Roe’s trimester framework — where viability was deemed to be at the beginning of the third trimester — is no longer workable, and thus rejected.  The standard by which laws involving abortion should be judged is the “undue burden” standard.  Under that standard, a provision of law is an undue burden, and thus invalid, if it places substantial obstacles in the path of a woman seeking an abortion before fetal viability.

  • Decision on the Act’s Five Provisions

After addressing the continued vitality of Roe, the Court held that each of the provisions of the Act, except spousal notification, were valid because they did not place an undue burden on a woman’s right to choose.  With regard to spousal notification, the Court determined that the threat of violence some women might face by notifying their spouse placed an undue burden on the right to choose.

Concurring/Dissenting Opinion (Stevens):  The Court is correct to say that stare decisis applies in this case and is correct in reaffirming the principles of Roe.  However, the informed consent and 24-hr waiting period provisions of the Act are unconstitutional, as they are an undue burden on a woman’s right to choose.

Concurring/Dissenting Opinion (Blackmun):   The Court should have found all provisions of the Act unconstitutional, and future State restrictions on abortion should be held to the strictest judicial scrutiny.  Also, the trimester framework of Roe should have been kept intact because it is less malleable than the undue burden standard.

Concurring/Dissenting Opinion (Rehnquist):  The Court was correct to uphold four of the five provisions, but it also should have upheld the spousal notification provision.  Chief Justice Rehnquist challenged the right to an abortion, the right of privacy, Roe’s use of strict scrutiny, and the new undue burden standard.

Concurring/Dissenting Opinion (Scalia):  Abortion is not a protected liberty.  Accordingly, abortion can be legally restricted.  All of the provisions in the Act should be upheld, and the Court should get out of the abortion debate so democratic legislatures can decide the issue.

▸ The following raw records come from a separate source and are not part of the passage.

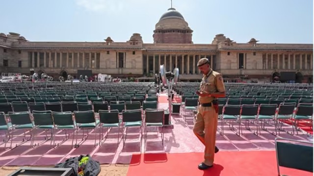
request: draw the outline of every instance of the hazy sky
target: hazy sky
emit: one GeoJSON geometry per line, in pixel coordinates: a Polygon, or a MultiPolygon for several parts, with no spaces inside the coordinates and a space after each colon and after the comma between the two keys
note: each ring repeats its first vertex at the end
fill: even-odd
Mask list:
{"type": "MultiPolygon", "coordinates": [[[[153,43],[170,0],[2,0],[0,32],[30,41],[124,42],[139,33],[153,43]]],[[[173,0],[194,31],[194,44],[223,33],[237,43],[313,43],[312,0],[173,0]]]]}

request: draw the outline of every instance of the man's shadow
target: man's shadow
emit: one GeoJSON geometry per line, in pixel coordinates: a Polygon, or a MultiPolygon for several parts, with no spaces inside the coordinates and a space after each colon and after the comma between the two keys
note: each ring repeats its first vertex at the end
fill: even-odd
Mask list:
{"type": "Polygon", "coordinates": [[[214,166],[204,171],[203,176],[219,176],[221,171],[224,170],[224,167],[219,164],[214,164],[214,166]]]}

Planned Parenthood of Southeastern Pennsylvania v. Casey has immense historical significance because it was, in essence, about whether Roe v. Wade should be overturned.  Ultimately, the Court did not overturn Roe.  While the case established the “undue burden” standard over Roe’s trimester framework, it clearly stands for the fact that the essential holding of Roe — that a woman has the right to choose an abortion before fetal viability — remains intact.